The mother of Sandra Bland told the Rev. Al Sharpton, in an exclusive interview with MSNBC's PoliticsNation, that she doesn't believe the current investigation into her daughter's death will lead to the truth. For those answers, she is looking to God.
"I have confidence in God and knowing that he is in control and he is going to reveal the real truth," Geneva Read-Veal said on Thursday. "Confidence in man I do not have at this point."

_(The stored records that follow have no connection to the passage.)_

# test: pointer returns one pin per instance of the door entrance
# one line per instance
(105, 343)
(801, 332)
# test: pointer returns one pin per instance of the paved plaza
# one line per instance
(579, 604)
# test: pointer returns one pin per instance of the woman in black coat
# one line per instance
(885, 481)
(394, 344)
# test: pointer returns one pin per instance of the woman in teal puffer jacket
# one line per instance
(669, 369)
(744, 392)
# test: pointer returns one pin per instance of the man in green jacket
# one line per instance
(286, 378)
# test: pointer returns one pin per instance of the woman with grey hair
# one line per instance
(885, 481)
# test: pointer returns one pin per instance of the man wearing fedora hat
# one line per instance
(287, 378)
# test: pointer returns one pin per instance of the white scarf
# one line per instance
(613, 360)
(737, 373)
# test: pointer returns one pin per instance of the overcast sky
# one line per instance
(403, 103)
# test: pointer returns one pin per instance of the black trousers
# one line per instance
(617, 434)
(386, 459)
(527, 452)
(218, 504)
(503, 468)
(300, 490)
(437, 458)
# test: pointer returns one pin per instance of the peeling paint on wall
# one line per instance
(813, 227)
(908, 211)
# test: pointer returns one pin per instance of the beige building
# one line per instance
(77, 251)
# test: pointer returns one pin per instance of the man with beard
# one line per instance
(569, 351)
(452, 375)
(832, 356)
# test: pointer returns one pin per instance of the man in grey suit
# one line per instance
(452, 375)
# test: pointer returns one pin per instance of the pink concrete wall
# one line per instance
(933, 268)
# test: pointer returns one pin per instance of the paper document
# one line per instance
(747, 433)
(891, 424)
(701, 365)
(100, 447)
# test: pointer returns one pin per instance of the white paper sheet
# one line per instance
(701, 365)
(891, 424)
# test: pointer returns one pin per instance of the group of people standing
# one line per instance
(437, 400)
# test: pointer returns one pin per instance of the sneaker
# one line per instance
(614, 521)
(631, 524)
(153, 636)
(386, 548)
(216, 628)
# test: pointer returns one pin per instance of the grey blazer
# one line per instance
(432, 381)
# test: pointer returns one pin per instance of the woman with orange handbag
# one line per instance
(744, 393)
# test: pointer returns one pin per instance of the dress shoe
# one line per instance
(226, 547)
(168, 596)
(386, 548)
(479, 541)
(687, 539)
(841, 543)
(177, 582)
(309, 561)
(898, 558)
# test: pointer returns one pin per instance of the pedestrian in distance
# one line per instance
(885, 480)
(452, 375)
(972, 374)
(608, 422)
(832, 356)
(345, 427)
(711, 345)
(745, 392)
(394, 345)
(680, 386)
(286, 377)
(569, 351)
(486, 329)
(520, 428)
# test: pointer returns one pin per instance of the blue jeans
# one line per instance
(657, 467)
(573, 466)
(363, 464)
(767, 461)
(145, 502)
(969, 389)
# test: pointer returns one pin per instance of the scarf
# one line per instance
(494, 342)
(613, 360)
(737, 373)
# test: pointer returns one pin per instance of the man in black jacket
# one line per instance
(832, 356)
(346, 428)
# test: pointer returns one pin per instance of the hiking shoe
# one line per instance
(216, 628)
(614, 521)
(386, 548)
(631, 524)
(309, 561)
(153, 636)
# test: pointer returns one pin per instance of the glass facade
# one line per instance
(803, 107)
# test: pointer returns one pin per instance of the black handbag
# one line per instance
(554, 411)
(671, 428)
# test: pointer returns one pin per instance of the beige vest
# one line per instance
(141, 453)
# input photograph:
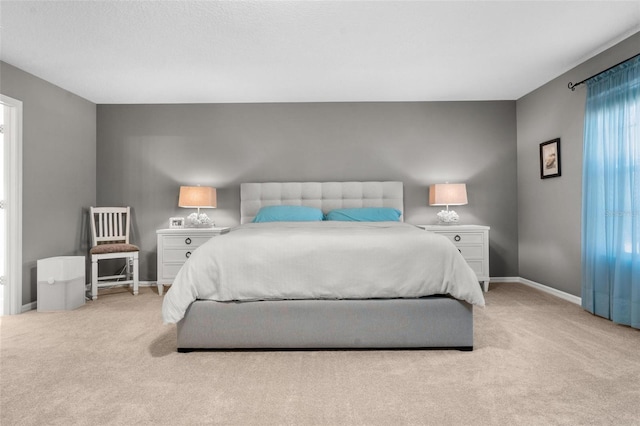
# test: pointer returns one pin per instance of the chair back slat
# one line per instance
(110, 225)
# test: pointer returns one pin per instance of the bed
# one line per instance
(222, 299)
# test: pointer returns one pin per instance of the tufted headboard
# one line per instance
(323, 195)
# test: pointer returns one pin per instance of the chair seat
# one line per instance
(113, 248)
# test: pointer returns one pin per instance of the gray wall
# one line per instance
(59, 171)
(549, 218)
(145, 152)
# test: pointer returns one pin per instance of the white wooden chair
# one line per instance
(110, 240)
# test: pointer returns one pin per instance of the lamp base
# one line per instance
(195, 220)
(448, 217)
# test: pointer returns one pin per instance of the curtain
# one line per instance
(611, 195)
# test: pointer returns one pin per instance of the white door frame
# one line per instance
(13, 175)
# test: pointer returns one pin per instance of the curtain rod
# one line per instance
(573, 86)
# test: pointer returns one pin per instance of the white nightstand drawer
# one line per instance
(464, 237)
(170, 270)
(185, 241)
(472, 252)
(175, 247)
(177, 255)
(473, 243)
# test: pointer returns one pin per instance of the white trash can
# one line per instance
(61, 283)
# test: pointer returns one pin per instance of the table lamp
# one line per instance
(448, 194)
(198, 197)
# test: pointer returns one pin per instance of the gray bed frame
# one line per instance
(428, 322)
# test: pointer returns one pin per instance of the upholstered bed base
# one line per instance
(429, 322)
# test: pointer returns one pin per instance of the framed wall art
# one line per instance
(550, 159)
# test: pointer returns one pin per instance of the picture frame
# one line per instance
(550, 159)
(176, 222)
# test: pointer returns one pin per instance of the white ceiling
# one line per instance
(306, 51)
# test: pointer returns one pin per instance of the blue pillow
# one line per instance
(288, 214)
(365, 214)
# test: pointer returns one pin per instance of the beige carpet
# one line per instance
(538, 360)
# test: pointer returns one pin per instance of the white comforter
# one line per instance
(321, 260)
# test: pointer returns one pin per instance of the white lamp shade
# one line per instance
(448, 194)
(197, 197)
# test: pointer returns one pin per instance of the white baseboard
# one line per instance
(34, 305)
(29, 307)
(555, 292)
(558, 293)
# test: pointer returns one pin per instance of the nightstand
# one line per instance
(174, 248)
(473, 242)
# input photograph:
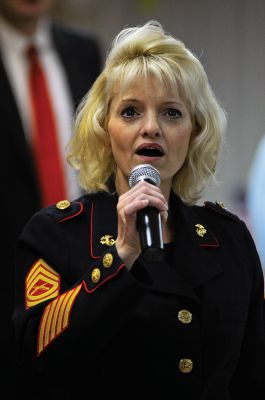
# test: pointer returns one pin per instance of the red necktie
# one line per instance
(45, 142)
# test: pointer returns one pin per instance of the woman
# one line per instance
(92, 316)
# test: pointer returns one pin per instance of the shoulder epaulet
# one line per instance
(64, 210)
(220, 208)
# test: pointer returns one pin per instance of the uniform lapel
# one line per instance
(194, 260)
(196, 246)
(103, 219)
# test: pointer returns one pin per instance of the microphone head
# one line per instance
(144, 172)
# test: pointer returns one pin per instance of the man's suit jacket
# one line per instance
(192, 328)
(20, 195)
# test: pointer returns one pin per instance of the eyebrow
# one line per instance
(133, 100)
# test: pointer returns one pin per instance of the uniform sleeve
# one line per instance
(60, 322)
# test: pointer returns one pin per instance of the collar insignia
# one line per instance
(200, 230)
(107, 240)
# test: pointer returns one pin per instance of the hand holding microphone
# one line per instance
(149, 218)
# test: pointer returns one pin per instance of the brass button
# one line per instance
(185, 316)
(96, 274)
(107, 260)
(63, 204)
(186, 365)
(220, 204)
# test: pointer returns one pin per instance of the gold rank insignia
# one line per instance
(200, 230)
(221, 204)
(63, 204)
(108, 240)
(42, 283)
(56, 317)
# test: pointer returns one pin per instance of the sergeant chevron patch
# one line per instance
(42, 283)
(55, 318)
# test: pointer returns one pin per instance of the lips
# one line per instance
(150, 150)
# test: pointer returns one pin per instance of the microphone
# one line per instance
(148, 219)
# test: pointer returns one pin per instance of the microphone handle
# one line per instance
(150, 232)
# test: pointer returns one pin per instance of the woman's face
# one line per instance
(148, 125)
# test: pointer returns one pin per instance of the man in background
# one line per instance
(71, 61)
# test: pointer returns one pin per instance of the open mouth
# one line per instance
(150, 152)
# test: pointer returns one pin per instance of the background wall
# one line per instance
(229, 38)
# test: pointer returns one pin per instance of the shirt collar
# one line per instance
(12, 39)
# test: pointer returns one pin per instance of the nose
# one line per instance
(151, 126)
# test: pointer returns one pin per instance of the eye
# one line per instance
(129, 112)
(172, 113)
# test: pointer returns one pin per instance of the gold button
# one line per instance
(96, 274)
(186, 365)
(185, 316)
(63, 204)
(220, 204)
(107, 260)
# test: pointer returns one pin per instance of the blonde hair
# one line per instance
(143, 51)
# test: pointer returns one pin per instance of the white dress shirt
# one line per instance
(13, 50)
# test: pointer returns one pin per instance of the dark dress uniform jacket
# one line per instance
(20, 194)
(87, 326)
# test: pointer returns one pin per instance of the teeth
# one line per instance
(150, 151)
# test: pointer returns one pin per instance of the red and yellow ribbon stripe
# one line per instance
(56, 318)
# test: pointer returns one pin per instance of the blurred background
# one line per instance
(229, 38)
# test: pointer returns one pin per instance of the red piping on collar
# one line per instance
(73, 215)
(105, 280)
(211, 245)
(91, 233)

Sandra Bland, 28, was stopped and arrested July 10 after she reportedly failed to use a signal when switching lanes. Bland was in the process of relocating to Texas because she had just received a job with her alma mater, Prairie View A&M University, when she was arrested. Three days after her arrest, Bland's lifeless body was found hanging in her cell. Police claim that Bland committed suicide, but her family have said that they don't believe the woman they knew, who was excited about starting her new job, would have killed herself.
Bland had taken a road trip with her mother just a week before her death. They went to Memphis, Tenn., to visit family. Read-Veal said that on the trip, her daughter spoke of the new job she hoped to get.

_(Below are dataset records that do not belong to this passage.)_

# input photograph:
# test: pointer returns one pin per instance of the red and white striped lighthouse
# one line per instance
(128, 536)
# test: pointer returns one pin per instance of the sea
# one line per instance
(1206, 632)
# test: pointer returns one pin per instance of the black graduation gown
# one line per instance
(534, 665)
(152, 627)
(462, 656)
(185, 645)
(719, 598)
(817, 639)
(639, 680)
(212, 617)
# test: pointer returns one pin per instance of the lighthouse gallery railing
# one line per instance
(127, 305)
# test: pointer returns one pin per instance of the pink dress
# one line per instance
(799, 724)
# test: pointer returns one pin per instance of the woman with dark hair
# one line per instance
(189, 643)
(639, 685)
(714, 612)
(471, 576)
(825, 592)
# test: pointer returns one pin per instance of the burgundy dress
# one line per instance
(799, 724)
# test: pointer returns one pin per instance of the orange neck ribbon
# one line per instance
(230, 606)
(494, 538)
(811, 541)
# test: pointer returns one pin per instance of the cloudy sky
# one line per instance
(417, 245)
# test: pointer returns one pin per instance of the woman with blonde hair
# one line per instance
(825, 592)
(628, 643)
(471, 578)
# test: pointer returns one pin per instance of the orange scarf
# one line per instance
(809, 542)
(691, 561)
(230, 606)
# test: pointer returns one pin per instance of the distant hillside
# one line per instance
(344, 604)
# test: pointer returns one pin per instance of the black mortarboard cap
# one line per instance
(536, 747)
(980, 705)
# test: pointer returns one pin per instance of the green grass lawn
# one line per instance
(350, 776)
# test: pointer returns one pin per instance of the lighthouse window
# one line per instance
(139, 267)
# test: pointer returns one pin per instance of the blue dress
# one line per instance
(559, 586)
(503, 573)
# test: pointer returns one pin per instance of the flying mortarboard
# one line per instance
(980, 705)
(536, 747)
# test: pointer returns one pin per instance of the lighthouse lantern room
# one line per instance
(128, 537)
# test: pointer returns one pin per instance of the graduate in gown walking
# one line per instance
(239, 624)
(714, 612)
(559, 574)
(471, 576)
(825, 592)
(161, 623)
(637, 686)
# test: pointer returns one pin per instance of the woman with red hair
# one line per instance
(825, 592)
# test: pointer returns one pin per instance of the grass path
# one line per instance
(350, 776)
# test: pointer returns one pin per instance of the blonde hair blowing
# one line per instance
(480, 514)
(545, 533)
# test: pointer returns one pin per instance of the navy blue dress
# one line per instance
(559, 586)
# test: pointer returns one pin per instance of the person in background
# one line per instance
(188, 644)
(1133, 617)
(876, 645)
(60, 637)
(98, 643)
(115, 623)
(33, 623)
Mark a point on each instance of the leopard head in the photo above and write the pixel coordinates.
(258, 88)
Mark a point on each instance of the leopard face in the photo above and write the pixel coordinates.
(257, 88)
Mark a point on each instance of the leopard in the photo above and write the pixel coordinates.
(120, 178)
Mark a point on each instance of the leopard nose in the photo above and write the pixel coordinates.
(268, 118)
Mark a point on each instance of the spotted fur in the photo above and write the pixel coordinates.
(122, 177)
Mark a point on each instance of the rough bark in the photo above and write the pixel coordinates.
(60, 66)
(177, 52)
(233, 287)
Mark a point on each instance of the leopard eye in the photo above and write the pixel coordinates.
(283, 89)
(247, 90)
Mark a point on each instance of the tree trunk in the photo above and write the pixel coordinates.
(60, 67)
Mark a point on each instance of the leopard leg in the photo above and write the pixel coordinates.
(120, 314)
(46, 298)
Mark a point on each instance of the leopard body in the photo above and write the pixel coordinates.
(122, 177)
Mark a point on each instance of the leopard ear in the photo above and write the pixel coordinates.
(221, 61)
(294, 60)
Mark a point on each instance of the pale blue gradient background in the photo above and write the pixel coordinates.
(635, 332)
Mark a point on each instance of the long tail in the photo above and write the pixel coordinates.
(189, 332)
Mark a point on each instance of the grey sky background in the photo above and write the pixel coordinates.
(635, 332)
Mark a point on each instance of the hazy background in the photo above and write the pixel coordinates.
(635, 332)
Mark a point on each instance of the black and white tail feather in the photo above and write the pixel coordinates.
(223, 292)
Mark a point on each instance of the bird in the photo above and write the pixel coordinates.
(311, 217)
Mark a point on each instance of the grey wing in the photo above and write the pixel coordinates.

"Her spirits were lifted spirits; she was excited about the next chapter in her life," Read-Veal said.
Bland left her mother a voice mail four days before she died.
"Hi, Mommy It's me!" an elated Bland can be heard saying on the recoding. "Just wanted to let you know I made it, I am here. I am here! Call me when you get a chance. Love you, bye-bye."
"That was the last voice mail I got from her," Read-Veal said. "When I hear that voice, what goes through my mind is the absence of that smile."
On Thursday medical examiners ruled Bland's death a suicide, and an official autopsy showed no signs of a struggle, according to NBC News.
The family has asked for an independent autopsy.
Read-Veal added that she was "overwhelmed" and "overjoyed" at the national attention her daughter's death has received. She noted that she wants what happened to her daughter to be cause for change.
"I want Sandy to be remembered as an activist—sassy, smart, and she knew her rights," Read-Veal said. "Do the research while this is going on, so you know your [rights] and it's not your daughter, your son, your kid. That's what I want. The anger can be channeled into something so much greater than the incident that happened to Sandy."